Ever increasing complexity of the products leads to complex multicomponent assemblies with sophisticated hierarchies. Therefore, sometimes it’s challenging to visually explore 3D files and understand the underneath of the designs.
To simplify this task, we introduced ‘ghost’ mode that would add transparency to certain elements and sectioning tool, which ‘slices’ the design. With the previous release of CAD Exchanger we added third approach to solve this issue. Since CAD Excahnger 3.4.1 users can ‘explode’ the model. Isn’t it exciting?
This blog post will be dedicated to technical and mathematical details of implementation of exploded views in CAD Excahnger. Actually, there is excellent paper about algorithm for exploded view published by Berkley University. http://vis.berkeley.edu/papers/exview3D/exview3D-SIG08.pdf. The used approach is inspired by this article and contains solutions for unsolved problems and implementation difficulties. Let’s begin by leveraging simple algorithm, which would give us acceptable results.
For simplicity, we will base our thoughts around bounding boxes.
To begin with, we have to find the ‘epicenter’ of the explosion. There are few options:
- Point of origin
- Center of the largest bounding box
- Center of the main bounding box
The first option is not viable due to the fact that sometimes model can be displaced from the origin, so explosion could go poorly. Second option could do a trick, but what if there are two or more identical bounding boxes? The third option looks most suitable, so let’s proceed with it.
Take a look at the following 3D model.
On the image below there is a bounding boxes and their centers, marked blue. The center of the main bounding box is marked red. The lines connect the red dot with the blue ones and represent the trajectories along which we want to move the objects.
The trajectories match with the directions vectors from the center of the main bounding box to the centers of the secondary bounding boxes. Formula is pretty simple:
a = t * (x1 - x2, y1 - y2, z1 - z2)
t – displacement factor,
p (x1, y1, z1) - centre point of n-th bounding box,
q (x2, y2, z2) - centre point of main bounding box.

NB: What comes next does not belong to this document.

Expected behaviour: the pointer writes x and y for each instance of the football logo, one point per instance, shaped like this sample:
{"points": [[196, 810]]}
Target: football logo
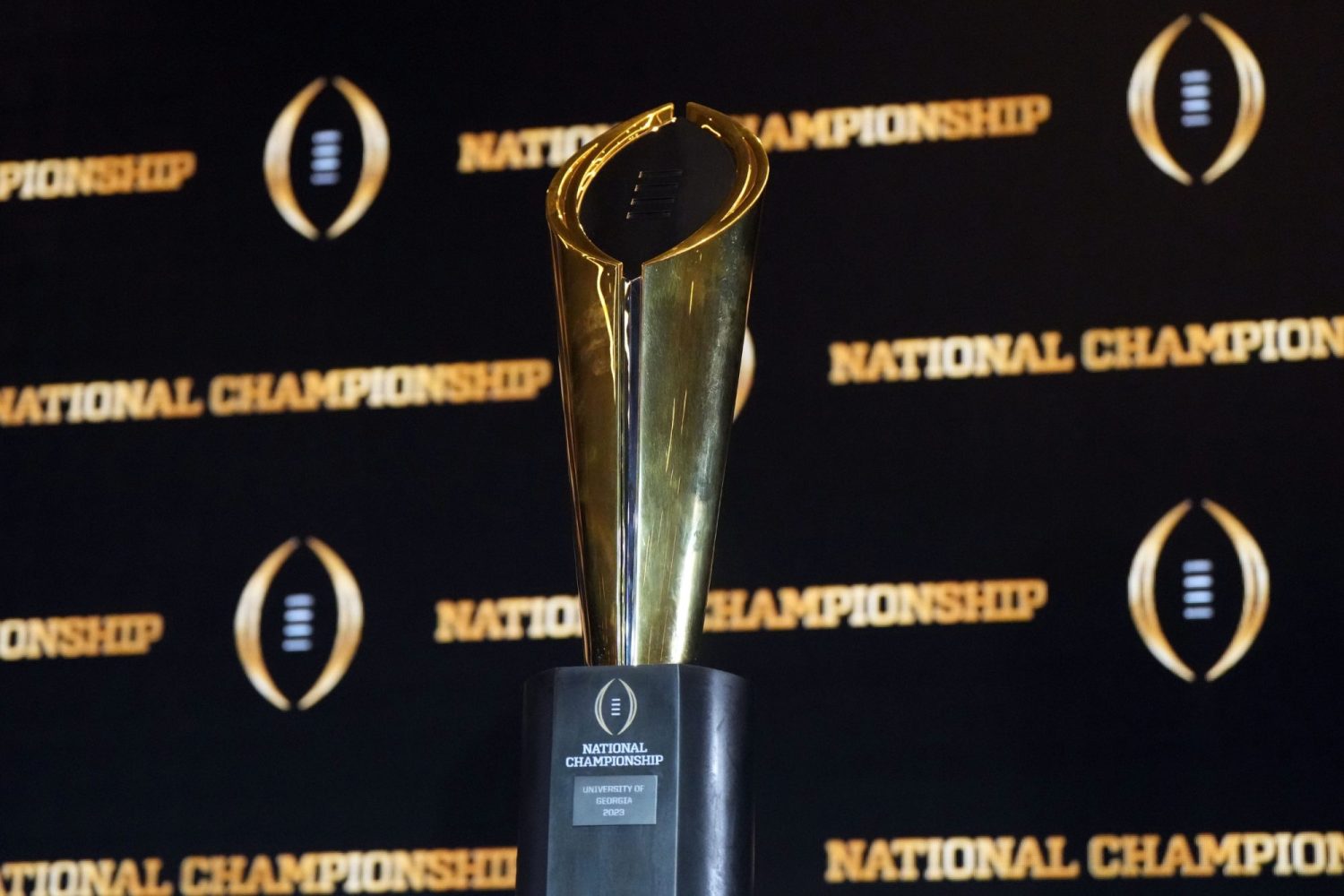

Where t is an offset coefficient. For example for t=2 we will get the following image:
Pretty effortless and viable solution. Let’s test it on more complex model:
If we apply coefficient t=2,5 (first image) or t=5.0 (third image), then we can see that there are some parts that move jointly.
It happens because their centers match. Let’s add some heuristics to solve that issue.
- If we move the object with the nonzero coefficient (t=5) and for n bounding box there is a bounding box that intersect or contain the original bounding box, then let’s save these objects to a container
- After that let’s traverse the container and compute τ for each object. This is needed to increase the offset coefficient: t=t+ *τ. Computation algorithm can be different. I’d recommend to compare the bounding boxes of the objects placed to the container, the smaller the bounding box, the more delta T is applied.
As a result we’ll have the following picture:
This algorithm is simple, yet powerful. It’s not bullet proof and you may experience the issues on very complex models, but for majority of the cases it will be just fine.